Alyson heard his loud footfalls but not the locking click she’d grown accustomed to.
Did he leave it open?
Alyson questioned for a second if it was some cruel joke. A test? Some sick game the brothers played when they got bored. She waited for a while, expecting a demeaning laugh to echo through the halls. But it never came, and the brother’s sense of urgency told her time was of the essence. She freed one raw hand from the ropes, then the second before quickly untying the gag and trying to get up. But her unsteady, shaky legs did not provide any support. Her knees met the hardwood floor, the pain ringing through her legs. She kept going on her hands and knees.

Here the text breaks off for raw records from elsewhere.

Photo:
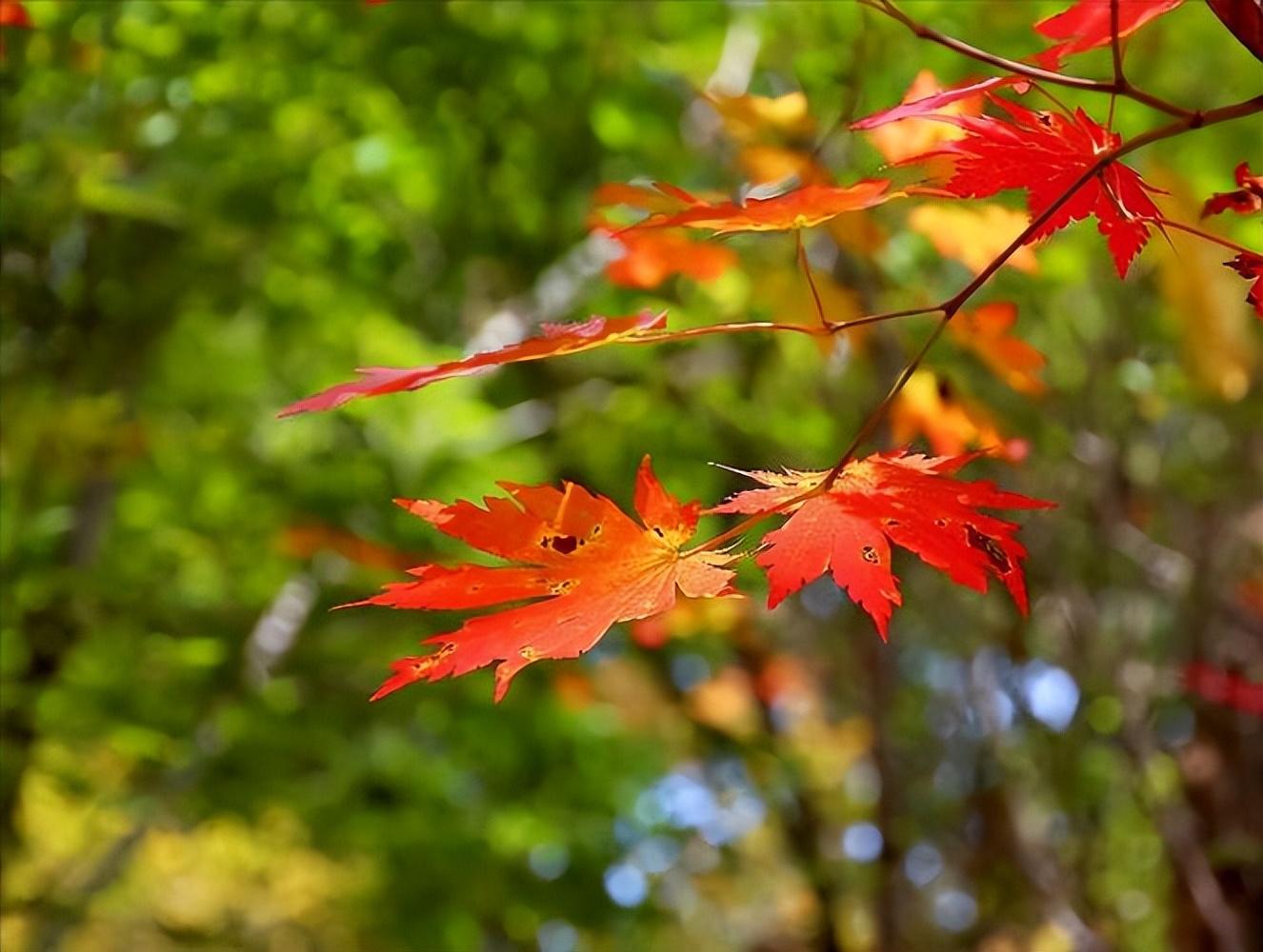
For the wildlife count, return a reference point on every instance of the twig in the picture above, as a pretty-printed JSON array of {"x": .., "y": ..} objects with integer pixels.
[
  {"x": 1196, "y": 120},
  {"x": 811, "y": 282},
  {"x": 1031, "y": 72}
]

Alyson tried to rouse the others, but they were unresponsive, lost to the darkness. She stumbled and crawled toward the door, her bloody bandage trailing behind her like a gruesome banner of her suffering.
One hand in front of the other, she inched toward the door.
Her knees slid along until she reached a heavy table and pulled herself up.
Her legs were numb and unwilling.
On the table was one of the tin cups the men had used to collect the bloodletting when their bellies were full, but the crimson was still flowing. Parched and starved, she closed her eyes as she more than just contemplated the abandoned offering.
She took it into her hands, preparing to take a drink.
When she let the cup touch her mouth and the thick liquid crossed her lips, the metallic taste and thought of what she was doing made her retch.
She had to do it.
Had to build strength.
The blood seemed to help the brothers when they grew weary.
Resolve took over, and she tried again to swallow. It flowed lukewarm and heavy to her belly. She stopped to breathe.
Alyson turned back to the others as she wiped her mouth and chin. Her heart broke for them, but she had no choice. She couldn’t help them in her state, but she could find someone who could.
Her eyes returned to the cup in her grasp.
She must finish it for them. And so, she did. Gulping their gift to her.
In mere moments, she was on the move again. Dragging herself down flights of stairs and staggering out of the building and down the street. The rising hot summer sun beat down on her and engulfed her in the weight of suffocating humidity, bright and burning her eyes.
She stumbled and fell repeatedly, her wrists throbbing with pain, but she forced herself to keep going. She was soiled and stained. No doubt smelling as putrid as her captors and the confining space that had been her prison.
As the youngster ambled and groaned further down Royal Street, receiving neither help nor eye contact from those she encountered, she spotted a beat cop holding down a vacant street corner.
She approached with overwhelming relief, tears running down her cheeks, her speech barely rising above strained whispers.
Alyson wheezed, “Help me,” before falling into his arms, her tiny body nearly drained of life.